No one's really sure how much super has gone unpaid. The Productivity Commission put the estimate at $2.8 billion a year in April 2018.

And in a 2017 statement drawing on data from the 2013–14 financial year, the industry fund peak body Industry Super Australia estimated that about one-third of Australian employees are missing out on some or all of their super payments. 

According to Industry Super Australia, 2.76 million people were underpaid by an average of $2025 each in 2013–14

How to take charge:

  • Log in regularly to your super fund's website and check your account to make sure the money is going in.
  • If it's not, approach your employer and ask for an explanation, bearing in mind that paying super is a legal obligation.
  • The ATO provides tools to help you estimate your unpaid super and report unpaid super.
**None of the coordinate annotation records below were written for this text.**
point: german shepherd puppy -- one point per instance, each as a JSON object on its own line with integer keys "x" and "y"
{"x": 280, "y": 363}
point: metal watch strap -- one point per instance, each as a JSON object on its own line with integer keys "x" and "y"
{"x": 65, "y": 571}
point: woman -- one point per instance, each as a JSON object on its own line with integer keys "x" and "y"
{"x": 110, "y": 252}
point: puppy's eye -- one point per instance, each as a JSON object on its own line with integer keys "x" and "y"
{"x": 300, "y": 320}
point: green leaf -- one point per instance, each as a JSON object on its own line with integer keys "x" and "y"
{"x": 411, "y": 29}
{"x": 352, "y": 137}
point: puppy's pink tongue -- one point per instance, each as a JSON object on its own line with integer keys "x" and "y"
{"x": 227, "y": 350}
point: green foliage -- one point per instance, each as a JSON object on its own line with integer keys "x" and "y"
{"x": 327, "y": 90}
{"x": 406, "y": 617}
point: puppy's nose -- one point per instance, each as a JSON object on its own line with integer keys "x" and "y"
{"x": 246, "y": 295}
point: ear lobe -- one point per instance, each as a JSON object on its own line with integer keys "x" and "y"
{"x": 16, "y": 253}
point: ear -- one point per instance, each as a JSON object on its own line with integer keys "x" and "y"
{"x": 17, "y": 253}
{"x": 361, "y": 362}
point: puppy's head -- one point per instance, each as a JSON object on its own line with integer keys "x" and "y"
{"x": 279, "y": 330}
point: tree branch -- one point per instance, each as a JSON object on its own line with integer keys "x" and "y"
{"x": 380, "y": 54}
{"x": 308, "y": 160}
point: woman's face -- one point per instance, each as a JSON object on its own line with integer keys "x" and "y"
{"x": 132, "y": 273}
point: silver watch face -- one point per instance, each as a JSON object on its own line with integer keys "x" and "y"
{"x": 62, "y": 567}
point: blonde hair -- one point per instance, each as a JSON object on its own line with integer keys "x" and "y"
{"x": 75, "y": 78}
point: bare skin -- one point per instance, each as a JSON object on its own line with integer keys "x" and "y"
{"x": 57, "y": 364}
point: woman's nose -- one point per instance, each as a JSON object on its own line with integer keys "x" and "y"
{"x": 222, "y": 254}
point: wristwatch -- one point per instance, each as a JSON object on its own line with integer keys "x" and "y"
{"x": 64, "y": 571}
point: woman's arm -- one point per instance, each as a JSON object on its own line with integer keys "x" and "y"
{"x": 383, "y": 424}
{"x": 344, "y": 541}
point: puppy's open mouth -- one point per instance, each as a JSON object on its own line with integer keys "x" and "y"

What the royal commission showed us

Everybody knows the Australian superannuation system is the greatest gift a nation ever gave to a financial services sector.
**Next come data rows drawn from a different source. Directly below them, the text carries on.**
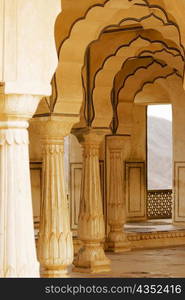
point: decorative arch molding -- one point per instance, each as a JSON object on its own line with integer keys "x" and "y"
{"x": 70, "y": 99}
{"x": 141, "y": 79}
{"x": 111, "y": 67}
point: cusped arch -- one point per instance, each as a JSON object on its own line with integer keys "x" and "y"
{"x": 72, "y": 53}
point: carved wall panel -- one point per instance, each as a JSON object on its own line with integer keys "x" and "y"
{"x": 179, "y": 192}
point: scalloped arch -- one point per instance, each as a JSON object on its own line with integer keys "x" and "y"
{"x": 69, "y": 85}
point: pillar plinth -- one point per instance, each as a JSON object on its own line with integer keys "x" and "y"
{"x": 91, "y": 228}
{"x": 17, "y": 243}
{"x": 117, "y": 239}
{"x": 55, "y": 245}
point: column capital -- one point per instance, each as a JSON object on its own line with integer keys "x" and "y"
{"x": 54, "y": 127}
{"x": 17, "y": 107}
{"x": 89, "y": 135}
{"x": 117, "y": 141}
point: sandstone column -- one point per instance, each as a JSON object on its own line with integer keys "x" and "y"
{"x": 91, "y": 228}
{"x": 17, "y": 244}
{"x": 117, "y": 239}
{"x": 55, "y": 246}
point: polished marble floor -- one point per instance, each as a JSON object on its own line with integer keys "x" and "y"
{"x": 157, "y": 263}
{"x": 151, "y": 263}
{"x": 153, "y": 226}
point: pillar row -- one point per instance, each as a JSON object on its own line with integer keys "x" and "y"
{"x": 55, "y": 245}
{"x": 117, "y": 238}
{"x": 17, "y": 242}
{"x": 91, "y": 228}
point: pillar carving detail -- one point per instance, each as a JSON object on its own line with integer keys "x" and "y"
{"x": 117, "y": 239}
{"x": 91, "y": 228}
{"x": 55, "y": 246}
{"x": 17, "y": 243}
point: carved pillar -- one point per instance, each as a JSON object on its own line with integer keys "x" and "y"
{"x": 55, "y": 246}
{"x": 91, "y": 228}
{"x": 17, "y": 243}
{"x": 117, "y": 239}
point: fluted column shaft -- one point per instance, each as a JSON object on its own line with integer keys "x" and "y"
{"x": 55, "y": 245}
{"x": 117, "y": 240}
{"x": 91, "y": 227}
{"x": 17, "y": 243}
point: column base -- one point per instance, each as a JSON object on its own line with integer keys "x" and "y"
{"x": 54, "y": 273}
{"x": 117, "y": 242}
{"x": 91, "y": 259}
{"x": 118, "y": 247}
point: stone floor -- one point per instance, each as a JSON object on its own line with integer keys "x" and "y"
{"x": 165, "y": 262}
{"x": 157, "y": 263}
{"x": 153, "y": 226}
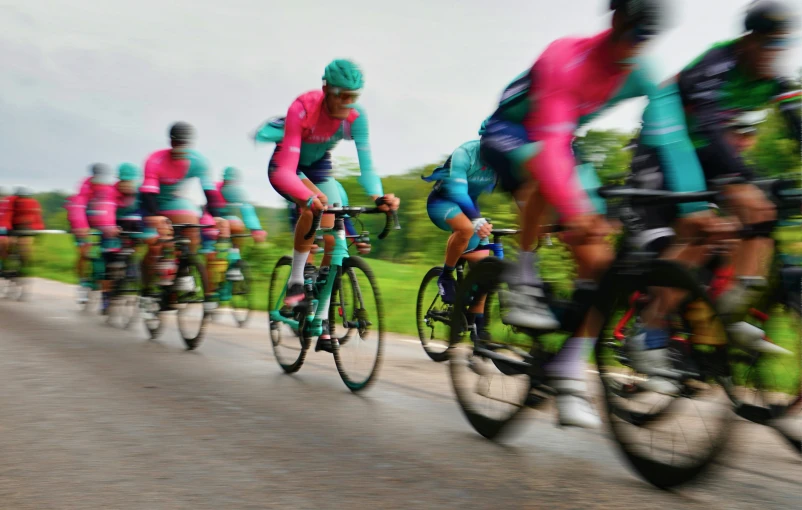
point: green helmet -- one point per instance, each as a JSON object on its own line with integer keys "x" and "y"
{"x": 128, "y": 172}
{"x": 344, "y": 74}
{"x": 231, "y": 174}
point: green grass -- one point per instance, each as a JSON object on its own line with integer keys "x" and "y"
{"x": 55, "y": 255}
{"x": 54, "y": 258}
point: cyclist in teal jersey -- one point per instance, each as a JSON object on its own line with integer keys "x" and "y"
{"x": 730, "y": 80}
{"x": 453, "y": 205}
{"x": 239, "y": 214}
{"x": 315, "y": 123}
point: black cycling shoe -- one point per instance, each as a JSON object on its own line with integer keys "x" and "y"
{"x": 324, "y": 343}
{"x": 295, "y": 294}
{"x": 448, "y": 288}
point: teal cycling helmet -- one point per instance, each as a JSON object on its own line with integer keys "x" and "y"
{"x": 128, "y": 172}
{"x": 231, "y": 174}
{"x": 344, "y": 74}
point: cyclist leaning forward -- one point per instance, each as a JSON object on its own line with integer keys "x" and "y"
{"x": 528, "y": 143}
{"x": 315, "y": 123}
{"x": 719, "y": 90}
{"x": 167, "y": 171}
{"x": 453, "y": 205}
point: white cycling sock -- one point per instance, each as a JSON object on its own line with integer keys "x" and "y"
{"x": 298, "y": 263}
{"x": 569, "y": 363}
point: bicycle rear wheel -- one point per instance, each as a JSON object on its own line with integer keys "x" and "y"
{"x": 432, "y": 316}
{"x": 668, "y": 439}
{"x": 490, "y": 376}
{"x": 769, "y": 387}
{"x": 358, "y": 355}
{"x": 289, "y": 345}
{"x": 192, "y": 316}
{"x": 241, "y": 295}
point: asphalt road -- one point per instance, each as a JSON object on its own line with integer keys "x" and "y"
{"x": 95, "y": 417}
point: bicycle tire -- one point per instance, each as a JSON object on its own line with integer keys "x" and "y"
{"x": 426, "y": 320}
{"x": 154, "y": 324}
{"x": 192, "y": 339}
{"x": 288, "y": 361}
{"x": 484, "y": 278}
{"x": 652, "y": 465}
{"x": 346, "y": 351}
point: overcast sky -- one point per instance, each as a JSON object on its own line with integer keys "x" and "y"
{"x": 89, "y": 80}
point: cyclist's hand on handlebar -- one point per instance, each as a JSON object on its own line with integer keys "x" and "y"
{"x": 363, "y": 248}
{"x": 389, "y": 202}
{"x": 318, "y": 204}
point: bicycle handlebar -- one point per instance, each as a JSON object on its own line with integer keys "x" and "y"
{"x": 338, "y": 212}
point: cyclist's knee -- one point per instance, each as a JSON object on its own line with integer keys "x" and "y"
{"x": 223, "y": 226}
{"x": 463, "y": 233}
{"x": 593, "y": 261}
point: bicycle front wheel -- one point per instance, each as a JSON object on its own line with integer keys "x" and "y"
{"x": 289, "y": 345}
{"x": 192, "y": 317}
{"x": 668, "y": 437}
{"x": 432, "y": 316}
{"x": 359, "y": 353}
{"x": 124, "y": 305}
{"x": 490, "y": 375}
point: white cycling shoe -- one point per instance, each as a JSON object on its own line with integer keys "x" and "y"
{"x": 234, "y": 275}
{"x": 573, "y": 407}
{"x": 527, "y": 308}
{"x": 751, "y": 338}
{"x": 654, "y": 363}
Thanks to the Royal Commission into Misconduct in the Banking, Superannuation and Financial Services Industry (aka the banking royal commission), we now also know that we can't really trust the people looking after that system.

Super is the stuff of fantasy for money managers: a huge pot of money, disengaged clients, opaque fee structures, and little if any accountability for performance.

The 9.5% of your salary package that goes to super added up to a collective $2.7 trillion as of June 2018.

That's a lot of money for super fund managers to make hay with.

Not everyone has been poorly served by their super fund, but the many examples of foul play in the superannuation sector that came to light at the banking royal commission in August served as a reminder that blind trust is a bad idea, especially if your money is in a retail super fund owned by a bank (industry super funds fared much better at the royal commission).

Enough consumers have been wronged that the lawyers are circling: the law firm Slater and Gordon announced in September that it was lining up a class action against Commonwealth Bank-owned Colonial First State and AMP super funds (for starters) on the grounds that they stuck members in high-fee, low- return accounts and owe upwards of $1 billion in compensation.

What to do if you're seeking compensation for bank misconduct

The super funds don't make keeping them honest easy: a CHOICE research project in 2016 found that lack of clear and reliable information is a major impediment to people getting involved in the management of their super.

It also doesn't help that there were 202 major funds to choose from as of June 2018 (not including self-managed super funds).